4.2. Techniques for Improvement

  • Speaker Adaptation: Fine-tune on Moore voice datasets.
  • Prosody & Expressiveness Modeling: Enhancing pitch and tone variation.
  • Multilingual Pretraining: Using models trained on African languages.
  • Data Augmentation:
  • Speech perturbation (speed, pitch, noise)
  • Phoneme-based synthesis

4.3. Evaluation Metrics

  • MOS (Mean Opinion Score) – Human evaluation of naturalness.
  • Mel Cepstral Distortion (MCD) – Measures synthesized speech quality.
  • CER (Character Error Rate) – Measures intelligibility.

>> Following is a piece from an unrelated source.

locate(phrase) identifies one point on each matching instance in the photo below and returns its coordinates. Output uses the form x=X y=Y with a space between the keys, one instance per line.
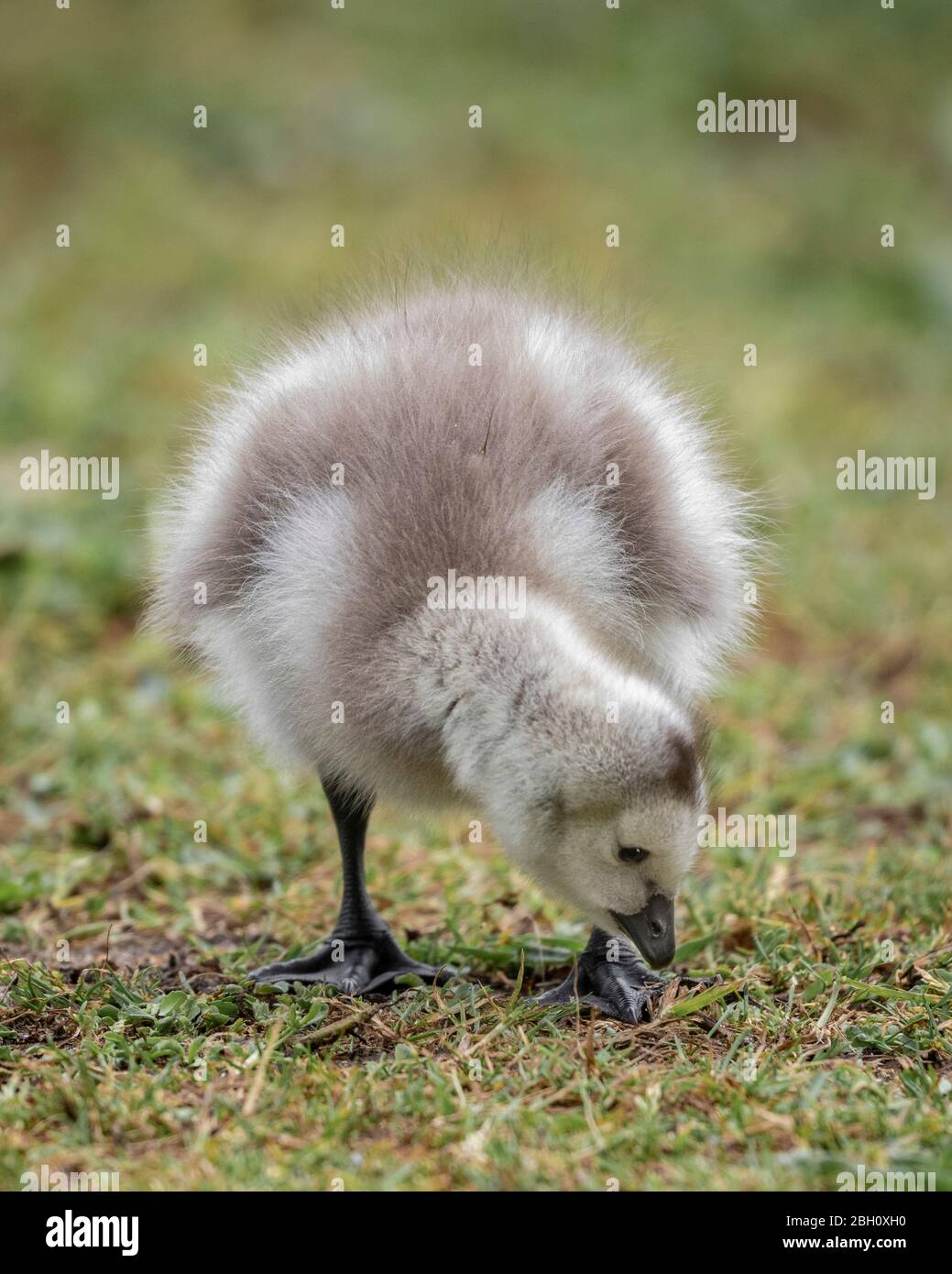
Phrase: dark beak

5. Pipeline Integration & Deployment

TTT

graph LR;
    A[Input Source Text ] --> B[Text Preprocessing & Normalization]
    B --> C[MT Model Selection]
    C --> D[Translation Model Options: 
        NLLB / mBART-50 / M2M-100 / MarianMT / Fine-tuned Mistral]
    D --> E[Post-Translation Processing ]
    E --> F[Output: Translated Text]

TTS

graph LR;
    A[Audio Input] --> B[Audio Preprocessing -Noise Reduction, Normalization];
    B --> C[ASR Model -Whisper / Wav2Vec2 / Conformer-];
    C --> D[Language Model Integration];
    D --> E[Post-processing];
    E --> F[Output: Transcribed Text];

6. Challenges

  • Lack of Moore training data → Data collection & augmentation.
  • Dialectal Variations → Phonetic modeling techniques.
  • Efficient deployment → Lightweight models.
  • Multimodal learning (Text, Audio, Visual cues).